Pablo Escobar says hi:
High-security should mean that an area has both enough crime, and enough assets to protect, to justify the cost of maintaining rapid response forces capable of being a credible deterrent and possibly even stopping a crime in progress.
Using reality as an analog, it doesn't matter how high the security is somewhere, if I want someone dead badly enough, chances are they will die. When every second counts, help is minutes away. The reason there isn't considerably more violence and chaos in places with effective security is that the consequences are extreme. Yes, I could stab, shoot, run down with a large vehicle, or stuff my van with a ton of homemade explosives and five hundred pounds of tungsten ball-bearings and kill just about anything...but the chances of me doing this in a 'high security' area, and escaping are negligible. If I want to survive, freedom intact, as a killer, I need to target nobodies, or ambush people where response times are long, witnesses few, and surveillance absent.
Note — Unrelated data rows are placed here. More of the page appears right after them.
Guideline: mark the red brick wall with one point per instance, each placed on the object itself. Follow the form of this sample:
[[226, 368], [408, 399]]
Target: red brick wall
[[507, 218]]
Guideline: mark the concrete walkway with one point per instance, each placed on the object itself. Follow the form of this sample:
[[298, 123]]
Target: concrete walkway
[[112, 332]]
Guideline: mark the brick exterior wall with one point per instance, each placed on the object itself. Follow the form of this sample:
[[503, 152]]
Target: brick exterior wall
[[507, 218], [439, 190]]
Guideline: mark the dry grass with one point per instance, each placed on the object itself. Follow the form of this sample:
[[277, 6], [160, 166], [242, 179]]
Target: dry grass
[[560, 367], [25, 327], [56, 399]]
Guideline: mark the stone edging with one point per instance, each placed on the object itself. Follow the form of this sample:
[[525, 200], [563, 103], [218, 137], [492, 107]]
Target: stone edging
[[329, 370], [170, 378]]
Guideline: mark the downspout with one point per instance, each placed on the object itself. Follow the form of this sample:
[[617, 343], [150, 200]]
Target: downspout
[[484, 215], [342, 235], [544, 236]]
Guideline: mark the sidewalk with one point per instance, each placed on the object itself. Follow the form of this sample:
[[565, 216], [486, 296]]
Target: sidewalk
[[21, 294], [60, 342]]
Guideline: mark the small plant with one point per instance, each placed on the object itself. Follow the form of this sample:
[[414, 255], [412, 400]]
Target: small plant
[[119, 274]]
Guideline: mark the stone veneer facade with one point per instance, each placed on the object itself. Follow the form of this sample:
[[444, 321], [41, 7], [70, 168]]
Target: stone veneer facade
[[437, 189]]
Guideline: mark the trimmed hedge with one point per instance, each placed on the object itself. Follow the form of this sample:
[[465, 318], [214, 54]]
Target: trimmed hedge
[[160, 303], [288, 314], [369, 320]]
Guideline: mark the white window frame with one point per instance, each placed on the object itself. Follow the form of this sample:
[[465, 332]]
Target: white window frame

Elite: Dangerous is too soft on consequences. There is no crime prevention system, and no credible deterrent, because of this lack of consequence. There is no way to make an ATR response swift and potent enough to actually protect anyone as long as CMDRs inclined to attack clean targets can be clean while doing so and ATR, as ineffective as they are, already have absurd and immersion defying capabilities (weapons no CMDR can get a vague analog to and the ability to teleport).
Waiting for criminals to act is acting too late, but deterrents need to be as proactive as possible, because making them heavy handed like ATR is both ineffectual and implausible. Unfortunately, the game is completely lacking in the mechanisms (mostly persistence related) to do credible C&P.